I started my first week at the New York City Family Justice Center, in Queens, with anticipation. As someone who has been working directly with children for 3 years now, I couldn’t wait to keep meeting and spending time with bright new faces! Working with children who witnessed or experienced domestic violence is definitely something new, but I felt like I was ready to do it. On my one hour subway ride to work, I wondered what I’d be getting do with the children this week, what activities we might partake in, how our relationships might form! However, since I hadn’t been cleared by New York State to work directly with children just yet, my first week was just a bit of office work.
After one week, I was finally cleared! Now, I could start being with the children who came in, and provide all that I thought I could. I was ready, I was determined, I was….excited! Nothing makes me happier than working with children. I eagerly waited to hear the news that a child was coming into the center and needed to go into the Children’s Room.

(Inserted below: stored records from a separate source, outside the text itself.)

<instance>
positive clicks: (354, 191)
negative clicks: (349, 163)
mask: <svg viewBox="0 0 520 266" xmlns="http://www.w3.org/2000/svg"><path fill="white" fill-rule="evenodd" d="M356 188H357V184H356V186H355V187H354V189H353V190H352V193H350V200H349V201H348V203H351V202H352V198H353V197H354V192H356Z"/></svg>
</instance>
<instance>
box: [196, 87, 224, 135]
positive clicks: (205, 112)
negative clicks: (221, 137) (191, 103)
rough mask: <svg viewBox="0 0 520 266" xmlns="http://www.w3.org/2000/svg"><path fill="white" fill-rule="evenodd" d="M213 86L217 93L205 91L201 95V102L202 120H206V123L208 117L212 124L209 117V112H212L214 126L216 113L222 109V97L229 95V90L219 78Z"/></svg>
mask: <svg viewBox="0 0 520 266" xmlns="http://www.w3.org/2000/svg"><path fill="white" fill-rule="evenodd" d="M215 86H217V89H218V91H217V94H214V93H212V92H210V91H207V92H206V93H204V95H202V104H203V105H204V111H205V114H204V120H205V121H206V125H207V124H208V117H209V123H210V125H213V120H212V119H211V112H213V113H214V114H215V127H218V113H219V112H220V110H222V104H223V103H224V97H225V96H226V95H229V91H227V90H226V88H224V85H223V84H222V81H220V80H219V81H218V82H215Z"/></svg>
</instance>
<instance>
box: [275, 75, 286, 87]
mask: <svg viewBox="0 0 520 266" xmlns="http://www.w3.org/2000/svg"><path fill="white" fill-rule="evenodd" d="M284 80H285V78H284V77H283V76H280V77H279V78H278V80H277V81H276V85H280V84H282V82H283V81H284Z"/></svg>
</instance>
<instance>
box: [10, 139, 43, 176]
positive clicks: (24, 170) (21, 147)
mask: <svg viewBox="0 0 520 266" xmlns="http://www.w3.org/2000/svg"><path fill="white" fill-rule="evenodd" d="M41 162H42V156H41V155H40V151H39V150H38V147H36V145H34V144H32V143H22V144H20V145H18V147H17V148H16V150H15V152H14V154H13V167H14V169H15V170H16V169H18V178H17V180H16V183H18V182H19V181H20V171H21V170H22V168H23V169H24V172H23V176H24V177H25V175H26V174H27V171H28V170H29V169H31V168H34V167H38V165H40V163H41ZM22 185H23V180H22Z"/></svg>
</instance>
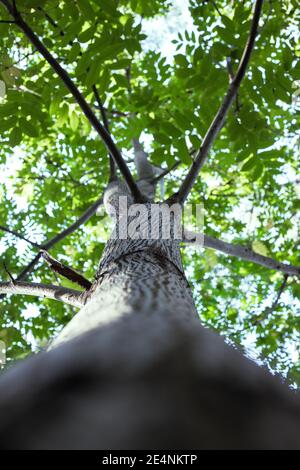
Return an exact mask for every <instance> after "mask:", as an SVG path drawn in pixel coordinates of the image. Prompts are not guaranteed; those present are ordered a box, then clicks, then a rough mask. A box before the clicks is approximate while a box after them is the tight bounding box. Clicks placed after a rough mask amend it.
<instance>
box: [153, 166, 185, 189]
mask: <svg viewBox="0 0 300 470" xmlns="http://www.w3.org/2000/svg"><path fill="white" fill-rule="evenodd" d="M180 163H181V162H175V163H174V165H172V166H171V168H166V170H164V171H163V172H162V173H161V174H160V175H158V176H155V177H154V178H153V179H152V180H151V183H152V184H153V183H154V184H155V183H158V182H159V181H160V180H161V179H162V178H164V177H165V176H167V175H168V174H169V173H171V172H172V171H174V170H176V168H178V167H179V165H180Z"/></svg>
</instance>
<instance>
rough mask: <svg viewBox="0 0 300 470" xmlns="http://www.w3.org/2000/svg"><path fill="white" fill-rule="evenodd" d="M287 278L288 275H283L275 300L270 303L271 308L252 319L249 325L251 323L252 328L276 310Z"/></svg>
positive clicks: (266, 310)
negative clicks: (279, 287)
mask: <svg viewBox="0 0 300 470" xmlns="http://www.w3.org/2000/svg"><path fill="white" fill-rule="evenodd" d="M288 278H289V276H288V274H285V275H284V278H283V281H282V283H281V286H280V288H279V290H278V293H277V295H276V299H275V300H274V302H273V303H272V305H271V307H267V308H266V309H265V310H264V311H263V312H262V313H261V314H260V315H257V316H256V317H255V318H253V319H252V321H251V323H252V325H253V326H255V325H257V324H258V323H260V322H262V321H264V320H266V318H268V316H269V315H271V313H273V311H274V310H276V308H277V306H278V303H279V300H280V297H281V295H282V293H283V291H284V289H285V288H286V285H287V281H288Z"/></svg>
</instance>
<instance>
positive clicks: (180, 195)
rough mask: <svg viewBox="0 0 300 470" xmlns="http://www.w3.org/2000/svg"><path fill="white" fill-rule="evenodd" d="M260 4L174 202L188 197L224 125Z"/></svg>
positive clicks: (255, 27)
mask: <svg viewBox="0 0 300 470" xmlns="http://www.w3.org/2000/svg"><path fill="white" fill-rule="evenodd" d="M262 4H263V0H256V4H255V9H254V15H253V19H252V25H251V29H250V34H249V37H248V40H247V43H246V46H245V49H244V52H243V55H242V58H241V61H240V64H239V67H238V70H237V73H236V75H235V77H234V79H233V80H232V81H231V83H230V85H229V88H228V91H227V93H226V95H225V98H224V99H223V102H222V104H221V106H220V108H219V109H218V112H217V114H216V115H215V117H214V119H213V121H212V123H211V125H210V127H209V129H208V131H207V133H206V135H205V137H204V139H203V141H202V145H201V147H200V149H199V151H198V153H197V155H196V158H195V160H194V162H193V164H192V166H191V168H190V170H189V172H188V174H187V175H186V177H185V179H184V181H183V183H182V185H181V188H180V190H179V192H178V193H177V194H176V195H174V196H173V198H172V199H173V200H175V201H176V202H182V203H183V202H184V201H185V200H186V198H187V197H188V195H189V192H190V191H191V189H192V187H193V185H194V183H195V181H196V179H197V177H198V175H199V172H200V170H201V168H202V166H203V165H204V163H205V161H206V159H207V156H208V153H209V150H210V148H211V146H212V144H213V142H214V141H215V139H216V137H217V136H218V134H219V132H220V131H221V129H222V127H223V125H224V122H225V118H226V115H227V113H228V111H229V108H230V106H231V104H232V102H233V100H234V98H235V97H236V94H237V92H238V89H239V87H240V84H241V82H242V80H243V78H244V76H245V73H246V69H247V66H248V63H249V60H250V56H251V53H252V51H253V48H254V43H255V37H256V34H257V29H258V23H259V18H260V14H261V9H262Z"/></svg>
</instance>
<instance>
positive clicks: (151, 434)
mask: <svg viewBox="0 0 300 470" xmlns="http://www.w3.org/2000/svg"><path fill="white" fill-rule="evenodd" d="M0 416H1V421H0V442H1V448H3V449H147V450H150V449H229V448H232V449H245V448H256V449H279V448H280V449H282V448H285V449H299V448H300V434H299V426H300V403H299V400H298V398H297V396H296V395H295V394H294V393H293V392H291V391H290V390H288V389H287V388H286V387H285V386H284V385H283V384H281V383H280V381H279V380H278V379H276V378H275V377H272V376H271V375H270V374H269V373H267V372H266V371H265V370H264V369H261V368H259V367H258V366H256V365H255V364H254V363H252V362H251V361H249V360H247V359H245V358H244V357H243V356H241V355H240V354H239V353H238V352H237V351H235V350H233V349H232V348H231V347H229V346H227V345H225V344H224V342H223V340H222V339H221V338H219V337H218V336H216V335H215V334H213V333H211V332H209V331H208V330H206V329H204V328H203V327H201V325H200V324H199V322H198V321H197V320H191V321H189V322H187V321H186V320H182V319H181V318H176V317H175V316H169V315H166V316H159V317H158V316H156V315H153V316H149V315H147V316H145V315H143V314H140V315H130V316H128V317H124V318H121V319H119V320H117V321H116V322H114V323H112V324H110V325H107V326H104V327H102V328H100V329H98V330H95V331H93V332H90V333H88V334H86V335H85V336H82V337H80V338H78V339H76V340H73V341H70V342H69V343H66V344H63V345H62V346H59V347H57V348H56V349H54V350H53V351H51V352H48V353H42V354H40V355H39V356H37V357H34V358H31V359H29V360H27V361H25V362H24V363H22V364H20V365H19V366H17V367H15V368H13V369H12V370H10V371H8V372H7V373H5V374H4V375H3V376H2V377H1V380H0Z"/></svg>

As I was waiting, my excitement suddenly felt …wrong. How could I be excited to see children who have or still are suffering from domestic violence (DV)? What am I doing? How could I want them to come into this center, when coming in means that they and/or their families need assistance, safety, counseling? Suddenly, I didn’t know what to feel.

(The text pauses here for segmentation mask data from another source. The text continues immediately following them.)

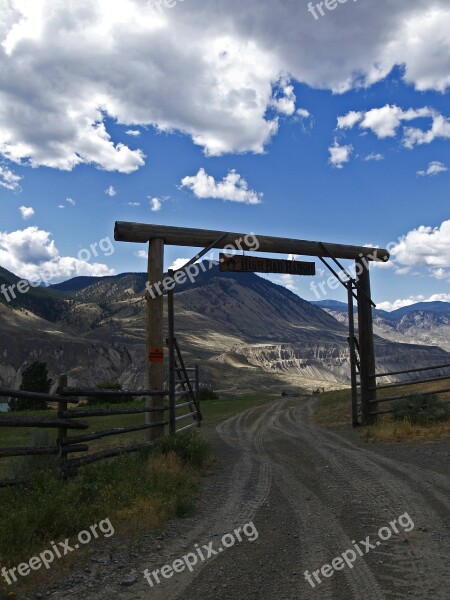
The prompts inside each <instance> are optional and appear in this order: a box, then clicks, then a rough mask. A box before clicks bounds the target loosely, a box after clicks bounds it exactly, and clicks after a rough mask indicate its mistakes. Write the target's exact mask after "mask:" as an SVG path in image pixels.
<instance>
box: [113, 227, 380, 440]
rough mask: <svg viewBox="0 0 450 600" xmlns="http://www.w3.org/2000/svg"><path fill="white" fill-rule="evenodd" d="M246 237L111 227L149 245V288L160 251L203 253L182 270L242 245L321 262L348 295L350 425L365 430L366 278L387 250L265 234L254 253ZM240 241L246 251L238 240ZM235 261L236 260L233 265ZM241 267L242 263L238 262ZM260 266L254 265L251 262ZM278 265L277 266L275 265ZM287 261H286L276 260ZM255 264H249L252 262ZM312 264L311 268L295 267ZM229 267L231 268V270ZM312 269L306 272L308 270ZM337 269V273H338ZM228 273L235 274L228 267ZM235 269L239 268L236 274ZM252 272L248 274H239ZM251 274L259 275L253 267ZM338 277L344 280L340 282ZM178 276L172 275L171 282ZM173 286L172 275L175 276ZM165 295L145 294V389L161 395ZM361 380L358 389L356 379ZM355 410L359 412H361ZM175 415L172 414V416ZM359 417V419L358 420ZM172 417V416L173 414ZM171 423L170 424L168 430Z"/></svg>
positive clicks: (161, 263) (153, 401)
mask: <svg viewBox="0 0 450 600" xmlns="http://www.w3.org/2000/svg"><path fill="white" fill-rule="evenodd" d="M248 237H249V236H248V235H246V234H242V233H231V232H223V231H211V230H207V229H192V228H185V227H168V226H162V225H151V224H145V223H129V222H123V221H117V222H116V224H115V228H114V239H115V240H116V241H119V242H138V243H142V244H148V283H147V285H148V286H150V288H151V287H152V286H156V287H158V286H159V289H161V283H163V281H164V265H163V263H164V246H165V245H173V246H189V247H195V248H203V250H202V251H201V252H199V253H198V254H197V255H196V256H195V257H194V258H193V259H192V260H191V261H189V262H188V263H187V264H186V265H184V267H182V269H181V270H184V269H186V268H187V267H188V266H190V265H191V264H193V263H194V262H195V261H197V260H198V259H199V258H201V257H202V256H204V255H205V254H206V253H207V252H209V251H210V250H212V249H213V248H217V249H231V248H235V246H234V245H233V244H235V243H236V241H237V240H239V241H240V243H241V245H240V247H241V249H243V250H253V251H257V252H267V253H271V254H293V255H298V256H312V257H317V258H319V259H320V260H321V261H322V262H323V264H324V265H325V266H326V267H327V269H329V270H330V271H331V272H332V273H333V275H335V276H336V277H337V279H338V280H339V281H340V282H341V283H342V285H344V286H345V287H346V289H347V294H348V315H349V336H348V342H349V346H350V364H351V382H352V421H353V425H354V426H356V425H358V424H360V423H361V424H363V425H369V424H371V423H372V422H374V421H375V420H376V418H377V414H378V404H377V394H376V390H377V386H376V375H375V348H374V335H373V322H372V307H374V306H375V304H374V303H373V301H372V299H371V291H370V273H369V263H370V262H371V261H374V260H377V261H383V262H386V261H388V260H389V253H388V251H387V250H384V249H380V248H368V247H364V246H349V245H345V244H329V243H327V244H324V243H323V242H314V241H307V240H299V239H290V238H279V237H269V236H263V235H256V234H251V237H252V239H253V240H254V239H255V238H256V239H257V240H258V244H259V246H258V248H257V249H255V248H254V247H253V246H248V245H247V246H245V240H246V239H248ZM243 240H244V246H243V245H242V241H243ZM340 259H351V260H354V261H355V273H356V274H357V275H356V276H355V277H352V276H351V275H350V273H349V272H348V271H347V270H346V269H345V268H344V267H343V266H342V264H341V263H340ZM236 262H237V261H236ZM240 262H241V264H242V260H240ZM254 262H255V263H258V261H254ZM273 262H276V261H273ZM279 262H280V263H281V262H287V261H279ZM252 264H253V263H252ZM299 264H304V265H305V264H306V265H308V264H310V263H299ZM231 267H232V265H231ZM309 268H310V267H304V269H305V270H306V271H308V269H309ZM336 269H339V271H337V270H336ZM231 270H233V269H232V268H231ZM236 270H237V269H236ZM242 270H250V269H242ZM252 270H258V269H257V268H254V269H252ZM300 271H302V268H299V269H298V272H295V274H298V275H305V274H309V275H311V274H312V273H311V272H300ZM342 273H343V274H344V275H345V278H343V277H342ZM175 275H176V273H175V274H174V272H172V277H174V276H175ZM175 281H176V276H175ZM354 299H356V301H357V314H358V317H357V318H358V337H356V335H355V324H354V308H353V300H354ZM163 302H164V298H163V293H162V292H161V293H160V294H157V295H155V294H152V295H150V294H147V308H146V313H147V358H148V363H147V364H148V368H147V387H148V389H149V390H161V389H162V388H163V383H164V381H163V360H164V359H163V346H164V334H163V306H164V305H163ZM168 306H169V311H168V312H169V363H170V364H169V372H170V373H171V377H172V385H171V386H170V387H171V389H172V390H174V386H173V378H174V376H175V374H176V370H175V366H174V359H175V346H174V343H173V342H171V340H173V339H175V336H174V325H173V318H174V317H173V287H172V289H171V290H170V291H169V299H168ZM358 375H359V384H358V382H357V376H358ZM358 385H359V387H360V390H361V401H360V404H358V392H357V390H358ZM170 401H171V404H172V405H173V403H174V402H175V396H174V394H173V393H172V397H171V399H170ZM148 402H149V406H150V407H151V406H154V407H155V408H156V405H157V404H158V400H157V399H156V398H154V399H153V398H150V399H149V400H148ZM359 409H361V410H360V411H359ZM172 412H173V411H172ZM359 413H360V417H359ZM173 414H174V413H173ZM147 418H148V419H149V421H150V422H154V423H158V422H159V423H162V422H163V421H164V418H163V414H159V413H158V411H152V412H149V413H147ZM173 427H174V424H173V423H172V428H173ZM150 432H151V435H152V437H153V438H157V437H160V436H162V435H163V434H164V426H163V425H161V426H159V427H158V426H157V427H154V428H152V429H151V430H150Z"/></svg>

Of course, as someone who will interact with the children and partake in therapeutic play, I may be the first or only person these children open up to or feel comfortable being around, and that’s something to be happy about, right? I will provide something to these children that may be a great step in recovery or a great technique for them to adopt into their lives. Yet, the biggest paradox of all is the fact that without these children suffering trauma, no one at the center would have a job. I don’t know how to sit with myself. Sure, without sick patients, doctors wouldn’t have a job. But what does it mean to be excited to work with children, to make a living or participate in and benefit from a DukeEngage project based off of the trauma of others? Not only this, but, what does it mean for someone who has never experienced or witnessed DV, someone who hasn’t even finished their Psychology degree, to be considered qualified enough to provide trauma informed play for children of DV? These are the ethical questions that I don’t know how to answer, and I don’t know that I will ever get one.

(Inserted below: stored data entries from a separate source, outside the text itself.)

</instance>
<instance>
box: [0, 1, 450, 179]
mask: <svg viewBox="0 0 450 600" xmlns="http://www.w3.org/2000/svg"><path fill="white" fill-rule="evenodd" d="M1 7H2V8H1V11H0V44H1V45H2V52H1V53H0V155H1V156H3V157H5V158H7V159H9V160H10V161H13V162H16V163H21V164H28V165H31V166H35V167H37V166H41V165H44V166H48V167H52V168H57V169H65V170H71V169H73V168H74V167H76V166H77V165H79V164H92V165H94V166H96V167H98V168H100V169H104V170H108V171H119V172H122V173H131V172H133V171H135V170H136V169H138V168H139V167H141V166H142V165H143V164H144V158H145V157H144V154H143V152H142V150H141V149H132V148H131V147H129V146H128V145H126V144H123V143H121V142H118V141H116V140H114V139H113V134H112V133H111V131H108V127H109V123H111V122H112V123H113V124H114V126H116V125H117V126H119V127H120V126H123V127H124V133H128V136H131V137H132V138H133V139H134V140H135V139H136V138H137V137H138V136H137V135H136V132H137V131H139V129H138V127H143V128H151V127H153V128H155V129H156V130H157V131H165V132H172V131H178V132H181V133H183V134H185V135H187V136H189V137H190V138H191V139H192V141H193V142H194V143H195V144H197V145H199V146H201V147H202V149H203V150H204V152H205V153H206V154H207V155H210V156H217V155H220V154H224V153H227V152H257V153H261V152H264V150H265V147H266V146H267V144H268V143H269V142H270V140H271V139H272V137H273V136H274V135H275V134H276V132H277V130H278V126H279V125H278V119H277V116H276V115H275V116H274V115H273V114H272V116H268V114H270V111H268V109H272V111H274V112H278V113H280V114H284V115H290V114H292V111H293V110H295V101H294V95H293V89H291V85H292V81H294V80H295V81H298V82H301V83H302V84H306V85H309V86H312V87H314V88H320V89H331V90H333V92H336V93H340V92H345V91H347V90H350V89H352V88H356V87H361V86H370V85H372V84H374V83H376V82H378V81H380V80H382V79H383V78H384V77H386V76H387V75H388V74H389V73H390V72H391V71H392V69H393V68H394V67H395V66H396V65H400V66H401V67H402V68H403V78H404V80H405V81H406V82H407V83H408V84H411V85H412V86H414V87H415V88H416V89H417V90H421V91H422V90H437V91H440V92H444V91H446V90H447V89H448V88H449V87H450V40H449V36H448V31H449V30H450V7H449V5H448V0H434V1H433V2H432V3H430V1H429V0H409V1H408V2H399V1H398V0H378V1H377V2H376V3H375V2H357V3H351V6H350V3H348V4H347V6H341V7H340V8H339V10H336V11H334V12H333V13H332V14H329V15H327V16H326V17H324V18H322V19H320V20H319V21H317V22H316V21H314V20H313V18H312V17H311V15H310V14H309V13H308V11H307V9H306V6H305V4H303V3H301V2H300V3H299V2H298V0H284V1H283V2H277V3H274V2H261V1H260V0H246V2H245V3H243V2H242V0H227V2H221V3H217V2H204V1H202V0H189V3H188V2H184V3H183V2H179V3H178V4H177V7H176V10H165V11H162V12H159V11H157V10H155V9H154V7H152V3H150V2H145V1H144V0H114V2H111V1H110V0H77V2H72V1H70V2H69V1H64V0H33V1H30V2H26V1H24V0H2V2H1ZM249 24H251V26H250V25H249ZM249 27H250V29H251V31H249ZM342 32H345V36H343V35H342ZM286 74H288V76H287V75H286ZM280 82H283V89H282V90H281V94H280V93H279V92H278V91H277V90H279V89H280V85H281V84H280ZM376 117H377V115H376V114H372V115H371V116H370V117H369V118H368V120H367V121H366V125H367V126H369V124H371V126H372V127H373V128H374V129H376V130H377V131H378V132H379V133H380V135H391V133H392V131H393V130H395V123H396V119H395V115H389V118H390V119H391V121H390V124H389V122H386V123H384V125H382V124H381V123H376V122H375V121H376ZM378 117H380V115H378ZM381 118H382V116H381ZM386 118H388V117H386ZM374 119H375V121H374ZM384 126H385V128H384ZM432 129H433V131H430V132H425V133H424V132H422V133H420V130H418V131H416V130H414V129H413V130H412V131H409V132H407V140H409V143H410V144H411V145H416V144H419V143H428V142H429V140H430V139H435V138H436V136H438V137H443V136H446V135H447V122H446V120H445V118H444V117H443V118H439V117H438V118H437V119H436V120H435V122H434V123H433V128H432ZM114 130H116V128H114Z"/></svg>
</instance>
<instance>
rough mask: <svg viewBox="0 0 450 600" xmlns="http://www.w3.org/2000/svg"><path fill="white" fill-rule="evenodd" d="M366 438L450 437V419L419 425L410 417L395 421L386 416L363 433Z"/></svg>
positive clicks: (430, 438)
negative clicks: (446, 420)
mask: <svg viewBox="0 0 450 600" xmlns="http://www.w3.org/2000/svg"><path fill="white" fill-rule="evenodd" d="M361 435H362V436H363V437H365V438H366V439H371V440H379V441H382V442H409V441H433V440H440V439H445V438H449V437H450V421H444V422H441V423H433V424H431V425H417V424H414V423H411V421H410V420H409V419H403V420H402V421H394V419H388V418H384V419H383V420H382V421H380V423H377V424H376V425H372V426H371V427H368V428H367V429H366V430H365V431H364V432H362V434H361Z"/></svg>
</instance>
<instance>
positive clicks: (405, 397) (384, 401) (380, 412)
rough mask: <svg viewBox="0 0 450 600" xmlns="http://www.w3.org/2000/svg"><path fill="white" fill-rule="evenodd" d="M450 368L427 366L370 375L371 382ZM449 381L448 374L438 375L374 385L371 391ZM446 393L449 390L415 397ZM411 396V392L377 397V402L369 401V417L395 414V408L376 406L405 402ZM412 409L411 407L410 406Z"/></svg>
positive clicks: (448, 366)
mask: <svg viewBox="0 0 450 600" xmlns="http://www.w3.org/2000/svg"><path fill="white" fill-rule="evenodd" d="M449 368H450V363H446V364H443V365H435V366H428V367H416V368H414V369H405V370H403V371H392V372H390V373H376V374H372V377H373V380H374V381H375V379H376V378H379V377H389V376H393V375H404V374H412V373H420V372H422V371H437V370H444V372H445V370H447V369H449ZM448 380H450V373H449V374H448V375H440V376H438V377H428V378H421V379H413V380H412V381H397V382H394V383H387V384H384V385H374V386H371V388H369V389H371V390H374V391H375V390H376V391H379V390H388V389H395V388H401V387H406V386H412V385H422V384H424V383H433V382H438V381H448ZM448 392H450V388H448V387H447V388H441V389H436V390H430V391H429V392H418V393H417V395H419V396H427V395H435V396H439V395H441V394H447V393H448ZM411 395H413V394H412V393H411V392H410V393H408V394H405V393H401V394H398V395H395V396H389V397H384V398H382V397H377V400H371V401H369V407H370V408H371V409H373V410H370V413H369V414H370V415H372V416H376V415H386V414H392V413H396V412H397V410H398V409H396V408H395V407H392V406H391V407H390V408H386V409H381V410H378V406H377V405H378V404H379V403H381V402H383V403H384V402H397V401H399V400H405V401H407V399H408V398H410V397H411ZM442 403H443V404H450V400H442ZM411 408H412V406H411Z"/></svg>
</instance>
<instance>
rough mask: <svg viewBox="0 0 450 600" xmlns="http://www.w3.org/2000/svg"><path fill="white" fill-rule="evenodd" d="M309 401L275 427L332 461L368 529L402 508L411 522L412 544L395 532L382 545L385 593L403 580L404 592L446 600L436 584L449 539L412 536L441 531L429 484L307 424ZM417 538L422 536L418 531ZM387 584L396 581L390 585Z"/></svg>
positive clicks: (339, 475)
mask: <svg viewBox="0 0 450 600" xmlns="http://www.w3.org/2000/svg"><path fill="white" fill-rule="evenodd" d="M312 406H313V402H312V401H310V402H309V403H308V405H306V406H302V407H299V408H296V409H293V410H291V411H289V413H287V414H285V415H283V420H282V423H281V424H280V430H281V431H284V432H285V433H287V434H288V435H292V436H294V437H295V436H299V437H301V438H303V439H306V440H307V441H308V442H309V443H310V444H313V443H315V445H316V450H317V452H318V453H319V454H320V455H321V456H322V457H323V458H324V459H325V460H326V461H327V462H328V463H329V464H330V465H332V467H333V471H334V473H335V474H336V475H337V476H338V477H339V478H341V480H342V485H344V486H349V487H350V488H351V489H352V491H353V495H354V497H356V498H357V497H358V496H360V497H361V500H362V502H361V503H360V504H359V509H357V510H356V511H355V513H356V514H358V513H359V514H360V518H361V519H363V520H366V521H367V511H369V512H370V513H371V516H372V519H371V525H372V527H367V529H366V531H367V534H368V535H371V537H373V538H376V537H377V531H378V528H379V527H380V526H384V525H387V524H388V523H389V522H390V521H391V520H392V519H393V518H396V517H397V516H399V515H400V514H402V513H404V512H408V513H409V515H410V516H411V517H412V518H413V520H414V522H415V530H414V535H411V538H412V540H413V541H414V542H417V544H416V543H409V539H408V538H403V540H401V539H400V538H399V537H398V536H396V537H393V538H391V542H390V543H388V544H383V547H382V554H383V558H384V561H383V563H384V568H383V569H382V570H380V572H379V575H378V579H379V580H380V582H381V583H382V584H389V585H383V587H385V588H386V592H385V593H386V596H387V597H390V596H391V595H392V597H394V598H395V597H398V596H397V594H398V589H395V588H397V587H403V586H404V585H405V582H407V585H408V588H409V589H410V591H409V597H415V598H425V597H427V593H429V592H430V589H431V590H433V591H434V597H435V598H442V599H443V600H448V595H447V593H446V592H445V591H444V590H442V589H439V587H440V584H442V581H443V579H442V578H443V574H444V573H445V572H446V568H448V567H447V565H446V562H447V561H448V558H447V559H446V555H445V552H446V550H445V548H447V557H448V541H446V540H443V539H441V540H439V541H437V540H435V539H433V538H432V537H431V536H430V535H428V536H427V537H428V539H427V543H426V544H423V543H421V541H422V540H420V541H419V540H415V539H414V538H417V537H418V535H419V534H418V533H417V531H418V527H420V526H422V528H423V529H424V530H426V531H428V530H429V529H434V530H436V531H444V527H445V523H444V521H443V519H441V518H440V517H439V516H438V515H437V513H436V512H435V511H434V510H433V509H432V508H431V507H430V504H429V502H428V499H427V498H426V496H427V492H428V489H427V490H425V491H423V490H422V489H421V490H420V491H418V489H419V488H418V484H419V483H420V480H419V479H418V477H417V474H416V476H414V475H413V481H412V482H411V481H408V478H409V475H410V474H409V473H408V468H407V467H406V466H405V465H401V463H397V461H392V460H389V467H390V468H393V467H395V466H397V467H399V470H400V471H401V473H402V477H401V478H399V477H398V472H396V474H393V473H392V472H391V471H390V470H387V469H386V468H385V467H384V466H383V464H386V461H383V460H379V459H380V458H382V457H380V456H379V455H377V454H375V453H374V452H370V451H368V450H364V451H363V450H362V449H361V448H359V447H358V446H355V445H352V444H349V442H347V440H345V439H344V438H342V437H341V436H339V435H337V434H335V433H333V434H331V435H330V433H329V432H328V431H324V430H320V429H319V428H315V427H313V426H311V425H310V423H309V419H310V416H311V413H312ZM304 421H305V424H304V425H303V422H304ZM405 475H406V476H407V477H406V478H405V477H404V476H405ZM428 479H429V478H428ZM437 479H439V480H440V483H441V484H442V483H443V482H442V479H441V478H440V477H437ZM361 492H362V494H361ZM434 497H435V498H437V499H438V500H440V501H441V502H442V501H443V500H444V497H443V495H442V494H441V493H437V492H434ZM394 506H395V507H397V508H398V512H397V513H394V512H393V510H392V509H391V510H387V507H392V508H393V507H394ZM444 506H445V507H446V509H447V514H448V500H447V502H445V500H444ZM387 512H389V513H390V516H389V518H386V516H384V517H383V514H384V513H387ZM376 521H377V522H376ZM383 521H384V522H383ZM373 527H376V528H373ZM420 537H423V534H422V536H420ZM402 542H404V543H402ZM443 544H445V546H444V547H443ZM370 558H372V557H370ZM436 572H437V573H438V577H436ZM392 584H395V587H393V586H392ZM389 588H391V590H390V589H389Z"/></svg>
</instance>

In speaking with my supervisors, co-workers, and Moxies, perhaps I’m overthinking it. While these are the paradoxes of service-work, what truly matters most is the fact that I am here, willing and ready to learn and serve in any way that I can. Hopefully, what I learn and how I serve provides a positive impact, a ripple of positive change, in the life of at least one child suffering from the trauma of domestic violence. What genuinely matters is that I am here to serve in solidarity with these families and work alongside them to provide them with what they want and need, not what I think they’d want or need. Most importantly, advocacy and constant attention is what I need to do to work in solidarity with these families and their experiences, and ease these questions. Perhaps my job and my project survive because of these issues now, but with constant advocacy and attention, I can hope that this job will no longer be needed in the future.